A team of scientists, led by Ryan M. Carney at Brown University, have now taken that first Archaeopteryx fossil and analyzed the famous dinosaur-bird’s color and flight abilities.
A few years ago, some of the same scientists found a way to determine the color of feathered dinosaurs by looking at melansomes in fossils. As Carl Zimmer describes in his Discover blog:
Depending on the size, shape, and spacing of melanosomes, they can produce a range of hues. It turns out that melanosomes are incredibly rugged, sometimes enduring for millions of years.
(Science in Action covered this research here.)
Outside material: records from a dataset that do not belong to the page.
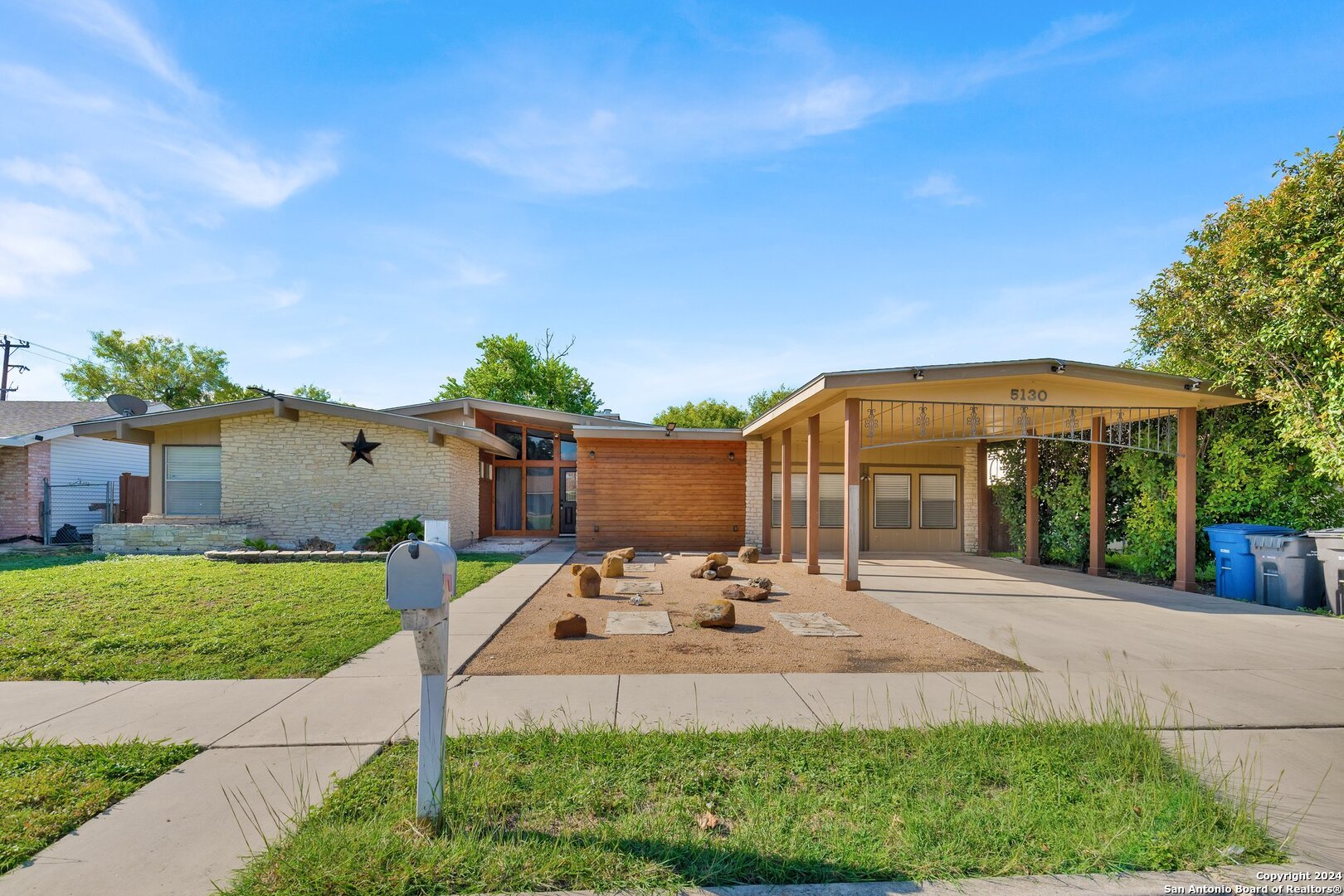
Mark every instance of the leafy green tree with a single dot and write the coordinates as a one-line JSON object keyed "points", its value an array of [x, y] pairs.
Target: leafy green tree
{"points": [[710, 414], [156, 368], [516, 371], [765, 399], [1259, 304]]}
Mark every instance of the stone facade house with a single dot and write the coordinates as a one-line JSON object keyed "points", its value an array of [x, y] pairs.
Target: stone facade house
{"points": [[854, 462], [38, 449]]}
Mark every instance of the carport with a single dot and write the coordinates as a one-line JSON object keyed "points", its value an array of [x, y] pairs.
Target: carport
{"points": [[895, 460]]}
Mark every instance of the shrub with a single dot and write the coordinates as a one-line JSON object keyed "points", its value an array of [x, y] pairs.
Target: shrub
{"points": [[392, 533]]}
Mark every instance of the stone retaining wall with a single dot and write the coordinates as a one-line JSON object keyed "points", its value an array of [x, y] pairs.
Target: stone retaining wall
{"points": [[167, 538]]}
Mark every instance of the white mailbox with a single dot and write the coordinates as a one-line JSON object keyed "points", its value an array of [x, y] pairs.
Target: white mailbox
{"points": [[421, 582]]}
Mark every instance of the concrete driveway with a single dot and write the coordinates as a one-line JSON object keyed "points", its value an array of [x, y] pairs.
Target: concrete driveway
{"points": [[1259, 691]]}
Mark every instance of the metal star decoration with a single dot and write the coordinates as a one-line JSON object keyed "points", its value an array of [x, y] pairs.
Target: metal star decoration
{"points": [[360, 449]]}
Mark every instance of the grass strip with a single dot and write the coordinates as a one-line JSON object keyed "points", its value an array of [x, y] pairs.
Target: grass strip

Placing the fossil in a powerful type of scanning electron microscope, Carney and his colleagues measured the length and width of the Archaeopteryx’s sausage-shaped melanosomes, roughly 1 micron long and 250 nanometers wide. To determine the melanosomes’ color, the team compared the Archaeopteryx melanosomes with those found in 87 species of living birds, representing four classes: black, gray, brown, and a type found in penguins. “What we found was that the feather was predicted to be black with 95 percent certainty,” Carney says.
Next, the team sought to define the melanosomes’ structure with greater accuracy. For that, they examined the fossilized barbules—tiny, rib-like appendages that overlap and interlock like zippers to give a feather rigidity and strength. The barbules and the alignment of melanosomes within them, Carney said, are identical to those found in modern birds.
“If Archaeopteryx was flapping or gliding, the presence of melanosomes would have given the feathers additional structural support,” explains Carney. “This would have been advantageous during this early evolutionary stage of dinosaur flight… We can’t say it’s proof that Archaeopteryx was a flier. But what we can say is that in modern bird feathers, these melanosomes provide additional strength and resistance to abrasion from flight, which is why wing feathers and their tips are the most likely areas to be pigmented.”
The research was published today in Nature Communication.